Germany Lags in Skilled Immigrants

Regulations hamper the entry of skilled foreign specialists, at an estimated annual cost of $27 billion to the German economy

It's only a tiny metal rod, but for Oscar Escalante-Mendieta it symbolizes his entry into the professional world. Escalante-Mendieta, a recent graduate in electrical engineering at the University of Karlsruhe and an employee of Detecon, a Bonn-based telecommunications company, is in Moscow searching for radio antennas for a Russian network provider. Together with coworkers from Germany, India and the United States, he is poring over circuit diagrams and manuals, pleased, as he says, "that there is so much to learn on my first job."

Escalante-Mendieta's entry into professional life wasn't as pleasant an experience for his employer. While the engineer was settling into his new job in Moscow, Detecon's personnel department was embroiled in a bitter tug-of-war with the German immigration authorities. Because their employee of choice had a Mexican passport, officials used every loophole of German immigration law in an attempt to prevent Detecon from hiring him.

The immigration authorities flatly rejected Detecon's first application for permission to hire the Mexican national. Then they presented an alternative candidate and demanded that the company interview him for the position. Only after Detecon managers told officials that their supposed specialist barely understood English and was even unfamiliar with current cellular phone technologies did the immigration agency give in. It took another three-month marathon of negotiations before Escalante-Mendieta was finally approved.

Detecon's managers breathed a sigh of relief. After all, they still had a further 60-odd skilled positions to fill at the time. But Escalante-Mendieta, for his part, could easily have lived with rejection. "Then I would simply have gone someplace else," he says. After graduation, he says, he received "four lucrative offers from different countries."

The Detecon story is not unusual. Ironically, just as the German economy embarks on its strongest boom in years, the country is on the verge of spoiling its own future by making it difficult for German companies to hire foreign nationals. Every other major industrialized country in the world may be competing for a limited supply of highly skilled specialists, but in Germany -- which currently ranks as the world's leading export nation -- political parties are determined to satisfy the growing demand for highly skilled specialists mainly from a shrinking domestic labor supply.

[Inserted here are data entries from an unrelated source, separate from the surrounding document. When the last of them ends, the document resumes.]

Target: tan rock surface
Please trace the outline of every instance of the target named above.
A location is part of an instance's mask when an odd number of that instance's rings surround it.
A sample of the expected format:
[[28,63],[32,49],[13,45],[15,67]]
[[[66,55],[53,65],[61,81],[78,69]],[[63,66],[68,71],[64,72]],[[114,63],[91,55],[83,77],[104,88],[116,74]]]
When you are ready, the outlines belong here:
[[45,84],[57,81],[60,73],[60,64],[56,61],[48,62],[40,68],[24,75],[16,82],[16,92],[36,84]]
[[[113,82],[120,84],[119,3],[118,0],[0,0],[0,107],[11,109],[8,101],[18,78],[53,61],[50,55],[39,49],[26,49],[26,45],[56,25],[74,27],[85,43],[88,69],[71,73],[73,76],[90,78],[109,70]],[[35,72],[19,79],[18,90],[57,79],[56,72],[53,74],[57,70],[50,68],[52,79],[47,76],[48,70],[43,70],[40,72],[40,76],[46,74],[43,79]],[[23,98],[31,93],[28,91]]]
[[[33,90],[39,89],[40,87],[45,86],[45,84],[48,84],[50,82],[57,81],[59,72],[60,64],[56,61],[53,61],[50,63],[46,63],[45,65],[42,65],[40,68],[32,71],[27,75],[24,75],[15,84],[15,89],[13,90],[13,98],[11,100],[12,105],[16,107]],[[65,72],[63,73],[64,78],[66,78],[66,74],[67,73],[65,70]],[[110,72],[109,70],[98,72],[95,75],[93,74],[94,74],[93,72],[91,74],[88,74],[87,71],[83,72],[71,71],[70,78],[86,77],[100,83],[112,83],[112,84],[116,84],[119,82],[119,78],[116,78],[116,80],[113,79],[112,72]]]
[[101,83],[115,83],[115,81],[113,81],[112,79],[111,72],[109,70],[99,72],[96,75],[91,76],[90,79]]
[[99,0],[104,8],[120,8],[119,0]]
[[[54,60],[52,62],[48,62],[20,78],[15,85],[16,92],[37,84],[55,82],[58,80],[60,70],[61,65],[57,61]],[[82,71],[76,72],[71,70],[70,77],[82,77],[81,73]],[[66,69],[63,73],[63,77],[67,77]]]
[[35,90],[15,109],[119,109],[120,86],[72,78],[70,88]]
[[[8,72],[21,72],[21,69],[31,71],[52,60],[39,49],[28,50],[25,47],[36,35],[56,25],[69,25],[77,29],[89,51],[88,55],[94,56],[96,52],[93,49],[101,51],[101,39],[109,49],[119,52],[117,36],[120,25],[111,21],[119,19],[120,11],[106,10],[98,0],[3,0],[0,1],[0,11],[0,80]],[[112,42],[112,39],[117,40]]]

The German government failed to make any significant changes to the status quo at last week's brainstorming meeting in the eastern German town of Meseberg (more...). And while the administration plans to make a few adjustments to the new immigration act, which recently became law after years of heated debate, the changes are minor.

One of the changes is the coalition government's decision to make it slightly easier for Eastern European engineers and foreign university graduates to move to Germany. But, at the same time, the measures were tied to so many conditions and limitations that they will likely attract very few highly qualified workers to Germany in the future. The Association of German Chambers of Industry and Commerce (DIHK) called it merely a "small step in the right direction."